OUTSIDE O’SHEA’S, DARK smoke drifts from the pub’s chimney. The smoke soars upwards ...up, up, up ... meandering, as if lost in a haze of thought.
Up, up it goes — and across.
The smoke lazily drifts, high over the many vibrant and inimitable shanty houses of the Lanes, where devoted families are thoughtfully preparing breakfast or drying clothes, and mixes with smoke from other houses.
Rising, up and over the giant surrounding wall, ghosts of communal scents gather and are concentrated into a cloud that sails out east over the Barrens and, chilled by the colder air coming from the sea, descends.
The cloud is whipped by winds over the protective assortment of twisted forms: spikes, wire, broken glass, and poisoned wooden barbs. This hellish assortment of piercing, slicing, and stabbing objects — arranged in front of the breached eastern barrier wall, and designed to make the trek to the Lanes an impossible ordeal — shred the cloud in to scent streams.
These scent streams, undetectable by human noses, are taken prisoner by the breeze and are driven in swirling rivulets through the dark woods. This gaseous information ends its thoughtless flight on the tip of a sharp jutting tongue that flits in and out of a slobbering mouth, filled with black knife-like teeth. The end of one journey and the start of another. The invisible data also flows into a foul pig-like nose, that instantly belches them out in disgust. Then the invisible musk is sampled by another monster, and another. The air currents, pregnant with odours from the Lanes, informs the collection of monstrosities hiding in the woods. Monsters from the deep bowels of prison planet Earth.
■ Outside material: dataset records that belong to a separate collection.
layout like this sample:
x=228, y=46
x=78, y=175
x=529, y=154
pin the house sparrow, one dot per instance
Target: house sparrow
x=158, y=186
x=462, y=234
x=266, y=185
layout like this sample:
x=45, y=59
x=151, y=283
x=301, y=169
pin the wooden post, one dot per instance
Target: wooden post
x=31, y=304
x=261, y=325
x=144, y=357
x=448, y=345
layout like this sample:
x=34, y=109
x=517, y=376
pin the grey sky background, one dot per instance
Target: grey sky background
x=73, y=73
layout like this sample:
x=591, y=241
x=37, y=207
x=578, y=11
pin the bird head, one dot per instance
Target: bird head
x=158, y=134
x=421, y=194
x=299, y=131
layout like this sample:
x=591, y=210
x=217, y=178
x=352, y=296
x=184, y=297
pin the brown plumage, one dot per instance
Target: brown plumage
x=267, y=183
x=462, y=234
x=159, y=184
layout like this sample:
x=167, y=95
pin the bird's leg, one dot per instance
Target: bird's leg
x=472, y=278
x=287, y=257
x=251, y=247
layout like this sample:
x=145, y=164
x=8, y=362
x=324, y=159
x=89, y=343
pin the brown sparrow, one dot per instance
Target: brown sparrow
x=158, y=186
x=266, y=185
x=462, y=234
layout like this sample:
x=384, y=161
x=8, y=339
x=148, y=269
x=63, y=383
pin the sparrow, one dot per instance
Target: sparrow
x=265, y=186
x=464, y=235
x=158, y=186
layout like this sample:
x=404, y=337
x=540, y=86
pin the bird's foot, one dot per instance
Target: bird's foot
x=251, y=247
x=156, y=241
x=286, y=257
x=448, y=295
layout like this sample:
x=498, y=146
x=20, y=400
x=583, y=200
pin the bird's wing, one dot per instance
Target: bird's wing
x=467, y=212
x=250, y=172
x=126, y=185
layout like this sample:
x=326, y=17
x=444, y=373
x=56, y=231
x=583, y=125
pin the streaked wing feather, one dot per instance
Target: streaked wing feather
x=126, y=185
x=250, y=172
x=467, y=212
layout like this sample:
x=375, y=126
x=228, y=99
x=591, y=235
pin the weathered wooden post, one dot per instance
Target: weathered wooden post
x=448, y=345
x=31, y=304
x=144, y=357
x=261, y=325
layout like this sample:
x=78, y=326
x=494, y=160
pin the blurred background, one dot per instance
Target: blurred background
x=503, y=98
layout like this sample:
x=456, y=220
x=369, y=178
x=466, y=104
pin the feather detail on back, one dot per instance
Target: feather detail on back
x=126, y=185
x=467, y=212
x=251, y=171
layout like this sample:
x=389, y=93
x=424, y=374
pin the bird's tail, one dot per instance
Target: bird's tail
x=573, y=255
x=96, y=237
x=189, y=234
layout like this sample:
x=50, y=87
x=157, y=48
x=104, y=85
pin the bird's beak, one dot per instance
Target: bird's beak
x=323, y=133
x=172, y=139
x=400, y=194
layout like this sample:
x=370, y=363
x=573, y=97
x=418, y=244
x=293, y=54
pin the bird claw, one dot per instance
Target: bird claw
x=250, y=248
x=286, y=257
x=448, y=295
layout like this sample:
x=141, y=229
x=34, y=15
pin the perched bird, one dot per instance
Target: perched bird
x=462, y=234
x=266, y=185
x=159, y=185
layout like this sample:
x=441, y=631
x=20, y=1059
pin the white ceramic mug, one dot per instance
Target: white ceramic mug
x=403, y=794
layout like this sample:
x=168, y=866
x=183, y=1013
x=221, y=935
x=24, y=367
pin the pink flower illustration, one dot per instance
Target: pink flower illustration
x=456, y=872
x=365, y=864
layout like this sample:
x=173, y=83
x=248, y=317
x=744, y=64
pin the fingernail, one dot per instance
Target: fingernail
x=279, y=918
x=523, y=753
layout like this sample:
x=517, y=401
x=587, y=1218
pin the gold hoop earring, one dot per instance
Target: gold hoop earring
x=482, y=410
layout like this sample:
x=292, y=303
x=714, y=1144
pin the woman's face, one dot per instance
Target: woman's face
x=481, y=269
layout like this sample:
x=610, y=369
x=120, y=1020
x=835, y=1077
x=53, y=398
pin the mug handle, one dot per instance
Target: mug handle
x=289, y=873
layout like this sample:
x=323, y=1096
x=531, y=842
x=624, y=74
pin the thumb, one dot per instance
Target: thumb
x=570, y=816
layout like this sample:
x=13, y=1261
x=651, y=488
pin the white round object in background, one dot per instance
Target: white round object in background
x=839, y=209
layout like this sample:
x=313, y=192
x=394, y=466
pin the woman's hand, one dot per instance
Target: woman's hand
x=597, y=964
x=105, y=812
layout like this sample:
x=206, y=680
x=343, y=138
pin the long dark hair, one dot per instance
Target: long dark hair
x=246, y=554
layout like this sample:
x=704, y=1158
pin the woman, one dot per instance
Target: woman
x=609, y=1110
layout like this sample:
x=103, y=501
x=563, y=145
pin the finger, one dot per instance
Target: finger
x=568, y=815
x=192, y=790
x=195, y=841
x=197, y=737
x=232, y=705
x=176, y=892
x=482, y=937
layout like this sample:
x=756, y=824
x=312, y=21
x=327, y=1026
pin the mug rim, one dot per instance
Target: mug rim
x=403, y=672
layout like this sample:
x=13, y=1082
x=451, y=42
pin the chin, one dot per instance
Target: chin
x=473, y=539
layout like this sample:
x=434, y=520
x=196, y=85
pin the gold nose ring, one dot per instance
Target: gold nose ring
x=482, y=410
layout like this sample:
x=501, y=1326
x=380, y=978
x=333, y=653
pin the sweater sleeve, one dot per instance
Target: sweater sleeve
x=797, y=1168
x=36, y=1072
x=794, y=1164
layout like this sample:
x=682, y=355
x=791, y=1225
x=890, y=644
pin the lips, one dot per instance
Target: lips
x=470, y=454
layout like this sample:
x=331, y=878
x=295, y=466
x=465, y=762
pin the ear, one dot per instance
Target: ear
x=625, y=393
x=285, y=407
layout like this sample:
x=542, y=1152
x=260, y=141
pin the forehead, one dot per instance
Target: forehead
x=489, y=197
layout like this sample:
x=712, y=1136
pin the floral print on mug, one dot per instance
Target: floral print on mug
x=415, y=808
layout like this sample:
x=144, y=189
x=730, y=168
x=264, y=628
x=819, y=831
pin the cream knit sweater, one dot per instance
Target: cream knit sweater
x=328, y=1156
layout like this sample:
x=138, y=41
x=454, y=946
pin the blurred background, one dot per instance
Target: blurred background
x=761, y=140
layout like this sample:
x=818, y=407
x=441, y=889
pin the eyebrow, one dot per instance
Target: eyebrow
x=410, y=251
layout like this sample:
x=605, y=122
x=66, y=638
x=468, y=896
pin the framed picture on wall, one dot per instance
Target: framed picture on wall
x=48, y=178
Each Barrenite captures the air in its own unique manner — moist cavities sorting each smell, categorising each scent, identifying origins, and constructing a mental picture of an unseen landscape.
The Barrenites have amassed in huge numbers under cover of the woods. Disturbed in their tunnels by a strange intruder’s fierce assault, their powerful Leader, Caelum has formed a war party. Even now, his three concubines, Funeralna, Tristitia, and Peur — the skilful generals of this ever-swelling army — were now emerging from the tree line. The beasts appear from the dark shadows of the forest — a bizarre and terrifying scene. Their egress only noted by giant black squirrels, who fearfully scramble to the highest branches of the trees, away from the swaths of monsters.
The Barrenite’s eyes, twisted with hate, were narrowed into evil slices. The morning light played over twisted, scaled, feathered, and blistered bodies. Altered beasts with ancient and evil forms that slithered, squirmed, marched or staggered. High in the trees above, just below the cowering squirrels, some even swing from branch to branch on tentacles or hooks.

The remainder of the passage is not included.